By | Arts & Culture | Movies | Published 12 years ago

Directed by Tarsem Singh of The Fall (2006) fame,Mirror, Mirror is a quirky spin on the original children’s fairytale, Snow White. A romantic-comedy-fantasy-adventure mishmash, the film begins with the evil queen, played by Julia Roberts (an unusual choice for Roberts who usually opts for woman-on-a-journey-of-self-discovery type of role) narrating the story of the young Snow White whose mother dies and whose father remarries, only to die suspiciously soon after. The evil stepmother then usurps control of the kingdom and becomes the queen of the empire, denying Snow White (Lily Collins in a debut role) her right as the true heiress of the kingdom.

This is as far as the resemblance to the original story goes.

One learns early on in the film that the kingdom has lost most of its fortune and that the queen, in order to maintain a luxurious lifestyle, imposes heavy taxes on her subjects. Roberts’ performance, while comical in some instances, fails to satisfy as she comes off as neither terrifyingly evil nor truly funny. In most of the humorous sequences of the film, she gives the impression of a stand-up comedian who ends up messing up the punchline.

However, a highly entertaining modification in this adaptation is when the aging queen makes a play for the young, handsome Prince Alcott(Armie Hammer) and thus ends up playing rival to Snow White. The clever plot twist adds depth to the story as it supplies a realistic explanation for the jealousy and hatred that the queen, who is no longer ‘the fairest of them of all,’ feels towards her young, beautiful stepdaughter.
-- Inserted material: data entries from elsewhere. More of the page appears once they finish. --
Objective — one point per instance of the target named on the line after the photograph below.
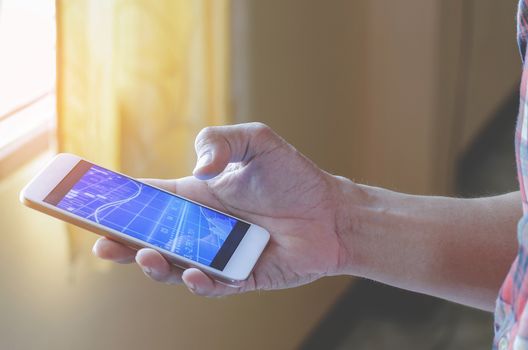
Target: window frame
(37, 139)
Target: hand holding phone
(251, 173)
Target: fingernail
(204, 160)
(191, 286)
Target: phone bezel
(237, 269)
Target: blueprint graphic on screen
(146, 213)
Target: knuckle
(206, 136)
(262, 131)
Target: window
(27, 79)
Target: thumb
(217, 146)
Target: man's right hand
(249, 171)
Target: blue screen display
(146, 213)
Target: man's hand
(249, 171)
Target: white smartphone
(140, 215)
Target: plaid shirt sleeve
(511, 315)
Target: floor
(374, 316)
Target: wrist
(358, 219)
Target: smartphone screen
(146, 213)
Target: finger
(107, 249)
(156, 267)
(201, 284)
(218, 146)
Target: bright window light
(27, 67)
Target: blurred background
(416, 95)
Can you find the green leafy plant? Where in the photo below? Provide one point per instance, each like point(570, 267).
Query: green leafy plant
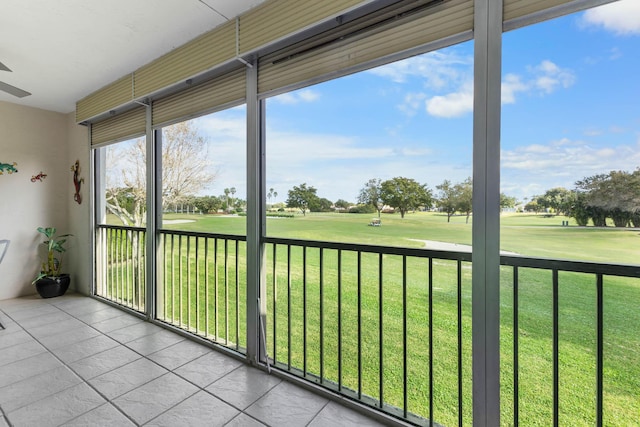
point(55, 244)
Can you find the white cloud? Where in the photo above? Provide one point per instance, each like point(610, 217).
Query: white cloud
point(439, 69)
point(621, 17)
point(567, 159)
point(548, 77)
point(454, 104)
point(511, 85)
point(296, 97)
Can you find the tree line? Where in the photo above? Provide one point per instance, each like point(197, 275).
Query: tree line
point(615, 195)
point(399, 193)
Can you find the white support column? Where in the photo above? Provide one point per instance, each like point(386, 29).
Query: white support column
point(256, 303)
point(486, 212)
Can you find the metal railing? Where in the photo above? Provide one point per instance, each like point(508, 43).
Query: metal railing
point(389, 327)
point(201, 285)
point(120, 259)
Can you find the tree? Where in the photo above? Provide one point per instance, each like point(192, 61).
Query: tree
point(320, 204)
point(465, 197)
point(558, 199)
point(507, 201)
point(370, 194)
point(447, 198)
point(301, 197)
point(615, 195)
point(185, 168)
point(404, 194)
point(342, 204)
point(208, 204)
point(533, 205)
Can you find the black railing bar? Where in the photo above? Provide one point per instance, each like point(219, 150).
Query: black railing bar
point(226, 292)
point(206, 287)
point(204, 234)
point(173, 281)
point(180, 280)
point(359, 266)
point(556, 352)
point(120, 227)
point(237, 297)
point(189, 282)
point(405, 405)
point(321, 284)
point(460, 413)
point(215, 287)
point(304, 311)
point(386, 250)
point(430, 308)
point(197, 266)
point(380, 331)
point(339, 320)
point(516, 350)
point(572, 266)
point(275, 298)
point(289, 307)
point(599, 349)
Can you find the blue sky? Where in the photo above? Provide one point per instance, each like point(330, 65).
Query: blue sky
point(571, 108)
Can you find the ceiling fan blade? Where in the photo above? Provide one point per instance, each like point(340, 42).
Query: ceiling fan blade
point(12, 90)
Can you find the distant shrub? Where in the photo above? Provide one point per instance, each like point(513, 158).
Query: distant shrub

A particularly disastrous and cringe-worthy scene is when the queen, in an attempt to make the prince fall in love with her, spikes his drink with a love potion. The potion, as it turns out, happens to induce ‘puppy love’ and results in the prince acting like an actual dog.

Another curious addition to this modern tale of Snow White is that it adapts elements from other classic tales. For example, at the beginning of the film, the queen is seen staring at a bell jar with a dying rose inside, as seen in the 1991 animated film Beauty and the Beast, and later on the dwarfs who steal from the queen to give to the poor, seem to follow Robin Hood’s philosophy.

This latest edition of Snow White may not end up as the most memorable version of the classic fairytale. The only real service the film has done is replace the damsel-in-distress persona of the main character, Snow White, with a more, assertive, or rather, aggressive character. And sincere applause must go to the film’s writers for pointing that Snow White, the name, is rather “pretentious,” as articulated by the evil queen early on in the film — a point that was just begging to be made.